After a few weeks, I try to incorporate small group-style learning centers. Less worksheets, more collaboration. It’s not pretty. I sit with students holding paper books, leaning in to listen to them sound out words. A parent volunteer shhhh’s the students writing poetry. They stop sharing rhyming words and bend their heads back down to the paper.
At lunch with the other Kindergarten teacher, I get an unexpected lesson on classroom management. “You see, the kids are always rowdy when it’s windy like this. I’ll probably let them stay out for a bit of extra recess. And you know, Thursdays are always really rough days for some reason.. Mondays too. Thankfully, Friday is a ‘fun day’ with no math lesson and early dismissal. And they have P.E. that day.”

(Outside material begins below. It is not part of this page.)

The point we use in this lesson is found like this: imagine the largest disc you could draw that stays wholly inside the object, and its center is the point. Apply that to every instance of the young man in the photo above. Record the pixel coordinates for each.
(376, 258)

We pause to take a few bites.
“What was your school like where you moved from? I heard you taught Kinder before?”
“It was pretty different,” I say.
“Oh, well, you know our kids come to us so low. Most of mine didn’t even know how to hold a pencil. It’s the neighborhood. The parents either don’t parent much or they don’t speak English.”
I’m not sure where she got the idea that my previous school – a public elementary school in Chicago – was homogeneous. I try to clear it up. I can’t seem to stop myself from batting at her veiled explanation for the kids’ mediocrity. I knew she meant well. She was kind and loving to her students. She wanted them to learn to behave. It was my problem really… I wanted more. Too much, some would say.
The following week, after another messy, loud round of centers, I return to my classroom to have lunch in peace. Only now the parent volunteer is lingering in the back, pushing together stacks of cut-out butterflies. I thank her again for her help and take out a sandwich at my desk.
“You know, I think (the other teacher) had a good set up in here. It wasn’t so rowdy.”
“With the copying off the board?” I respond. I wonder if she can hear the contempt in my voice.
“Exactly!” she smiles, glad I understood her. “I’ll be here next week!” She waves cheerily and closes the door. My heart is pounding, my sandwich swimming in my vision through hot tears. I throw it in the trash, unable to eat. Unable to think.
It could be worse, I tell myself, thinking of the drives home from the school in the country. Unable to see the road from crying so hard, unwilling to pull over because I wouldn’t feel safe until I was far away from there. I think of the fourth grade classroom where I spent time substituting. The chart on the wall with the students names and results from the last standardized test. Far Below Basic: Kendra, Dario, Cruz, Perla. Below Basic: Jamal, Wesley, Ricardo… It could be worse. Thinking of the special education classroom where I filled in for a week. “Bring a book with you,” the secretary chuckled before she hung up. The four classroom aides ran the routine like clock work – changing diapers, passing out papers, turning on a DVD. “Can I help?” I asked.
“Sure! I think Eddie needs help with that puzzle.” Eddie was in third grade – autistic. I sat with him as he chanted names of dinosaurs. I counted about 18 different types, but some were repeated. He spun the puzzle piece around in front of his face.
“When does he go back to his classroom?” I asked, having been accustomed to full-day inclusion.
“This is his classroom,” they chuckle. My brows came together. I said nothing.
When the parent volunteer returned to the classroom the following week, it was just as noisy. “Did (your son) show you his poem about butterflies?” I asked hopefully.
“He did!” Then she added, whispering “I told him it was lovely, even though it didn’t rhyme.”
At the end of the year I was asked to remain at the school as a first grade teacher. “Any requests for students in your class?” the director asked. I didn’t know I could do that…
“Maybe (the parent volunteer’s child) could be in the other class? You know – since I already got her help…” I trailed off weakly.
“Of course!” she replied brightly. Later I realized that the same request had likely already been made in reverse, so it had been an easy one to accommodate.
“Too much noise,” I imagined her saying, “my child can hardly think.”